Together with the Netherlands, Belgium is one of the countries that experienced a rise in political participation among people with low trust in institutions. Moreover, the country is currently experiencing a tide of protests linked to climate and lead by youngsters from high-schools.
According to Quentin Genard, Senior Policy Advisor at E3G and leading the work on the EU’s Vision for a Climate Neutral Europe, people can actually “have a hard time with politics because the political system is really complex”. As such, at a general level, citizens might feel “disempowered”.
So what can explain the data? “One crucial thing to consider is that Belgium has one of the highest rates of trade union membership because unemployment benefits go through them”, Genard explains.
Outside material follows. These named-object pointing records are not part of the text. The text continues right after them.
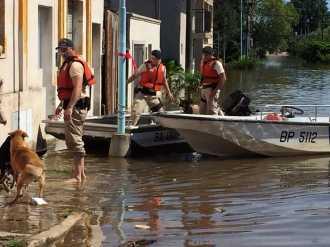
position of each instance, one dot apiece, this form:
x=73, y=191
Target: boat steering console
x=291, y=111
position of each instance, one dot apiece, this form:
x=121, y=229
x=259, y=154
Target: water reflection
x=283, y=80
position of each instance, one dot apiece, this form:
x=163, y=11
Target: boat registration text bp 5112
x=302, y=136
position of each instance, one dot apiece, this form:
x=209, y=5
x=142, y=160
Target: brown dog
x=25, y=163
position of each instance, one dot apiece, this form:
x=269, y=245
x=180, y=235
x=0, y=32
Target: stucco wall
x=141, y=31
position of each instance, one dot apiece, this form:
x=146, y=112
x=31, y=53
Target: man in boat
x=73, y=78
x=152, y=78
x=3, y=119
x=213, y=80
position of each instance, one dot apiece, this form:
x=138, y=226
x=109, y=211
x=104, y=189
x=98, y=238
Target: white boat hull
x=235, y=136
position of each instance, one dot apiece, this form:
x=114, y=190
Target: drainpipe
x=122, y=69
x=189, y=48
x=120, y=142
x=241, y=29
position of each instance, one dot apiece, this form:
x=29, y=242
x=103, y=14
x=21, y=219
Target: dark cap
x=157, y=54
x=65, y=43
x=208, y=50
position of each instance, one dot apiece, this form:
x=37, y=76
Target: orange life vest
x=209, y=74
x=273, y=117
x=64, y=81
x=153, y=77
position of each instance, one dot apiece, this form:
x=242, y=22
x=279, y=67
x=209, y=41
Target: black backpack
x=237, y=104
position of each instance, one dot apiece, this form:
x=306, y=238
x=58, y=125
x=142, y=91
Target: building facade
x=178, y=32
x=29, y=32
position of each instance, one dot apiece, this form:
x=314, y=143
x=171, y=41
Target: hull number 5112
x=302, y=136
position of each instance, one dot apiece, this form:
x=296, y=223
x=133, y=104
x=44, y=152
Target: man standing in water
x=152, y=78
x=213, y=80
x=3, y=119
x=73, y=78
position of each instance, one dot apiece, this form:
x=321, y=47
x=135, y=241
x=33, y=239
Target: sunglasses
x=62, y=49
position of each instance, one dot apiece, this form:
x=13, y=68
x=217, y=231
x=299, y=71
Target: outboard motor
x=237, y=104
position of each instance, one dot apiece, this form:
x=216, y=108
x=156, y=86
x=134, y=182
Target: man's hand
x=213, y=93
x=67, y=114
x=170, y=95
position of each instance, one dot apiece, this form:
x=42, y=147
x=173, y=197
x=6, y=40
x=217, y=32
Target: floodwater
x=187, y=200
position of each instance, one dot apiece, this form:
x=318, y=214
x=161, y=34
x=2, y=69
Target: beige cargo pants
x=141, y=102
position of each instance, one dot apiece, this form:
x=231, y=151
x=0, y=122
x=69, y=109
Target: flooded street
x=210, y=202
x=186, y=200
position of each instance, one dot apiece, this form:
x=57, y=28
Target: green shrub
x=182, y=81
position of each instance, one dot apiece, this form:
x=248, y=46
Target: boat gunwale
x=222, y=119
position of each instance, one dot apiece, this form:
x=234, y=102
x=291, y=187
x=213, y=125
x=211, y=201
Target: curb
x=55, y=233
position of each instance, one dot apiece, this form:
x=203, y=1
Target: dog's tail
x=33, y=170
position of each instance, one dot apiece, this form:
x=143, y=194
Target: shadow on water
x=283, y=80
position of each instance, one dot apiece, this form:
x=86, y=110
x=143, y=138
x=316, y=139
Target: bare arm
x=168, y=91
x=134, y=76
x=221, y=82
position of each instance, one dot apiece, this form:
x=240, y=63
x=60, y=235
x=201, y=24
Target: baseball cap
x=64, y=43
x=208, y=50
x=157, y=54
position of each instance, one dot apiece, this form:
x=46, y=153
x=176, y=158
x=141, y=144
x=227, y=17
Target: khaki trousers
x=141, y=102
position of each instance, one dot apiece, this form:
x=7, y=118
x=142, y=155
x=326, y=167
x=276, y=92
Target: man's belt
x=83, y=103
x=213, y=85
x=146, y=91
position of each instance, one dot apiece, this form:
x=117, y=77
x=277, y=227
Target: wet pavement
x=185, y=201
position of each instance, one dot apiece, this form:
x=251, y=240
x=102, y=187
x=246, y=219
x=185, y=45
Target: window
x=203, y=21
x=2, y=28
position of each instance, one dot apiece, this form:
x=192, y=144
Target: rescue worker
x=152, y=78
x=3, y=119
x=213, y=80
x=73, y=78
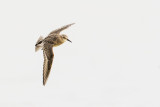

Yet, although this might shed light on overall high levels of ‘political participation’, we are still left with the change between 2011 and 2016. “A factor which could have played into this dynamic, is the overall political context, as in 2011 we were still in the midst of a long political crisis”, which left the country without an elected government for more than 500 days.
Could the protest movement lead by high school pupils be a bi-product of the rise in critical citizenship observed between 2011 and 2016? And, in case what makes this generation different with respect to the previous ones?
Genard says, “in a sense, the previous cohort of youngsters in Europe was a product of 9/11, whereas, the climate change-related protests could define this generation”. But he explains that “the prominence of the topic of climate change hides the fact that pupils are asking for much more: the issue of ‘intergenerational inequality’ is key to them”.
One might wonder if these protesters are actually falling inside the category of citizens with low trust in political institutions. “It is an interesting question. Indeed, youngsters in Belgium claim that politicians are failing them. Yet, their points they are raising are inherently political”.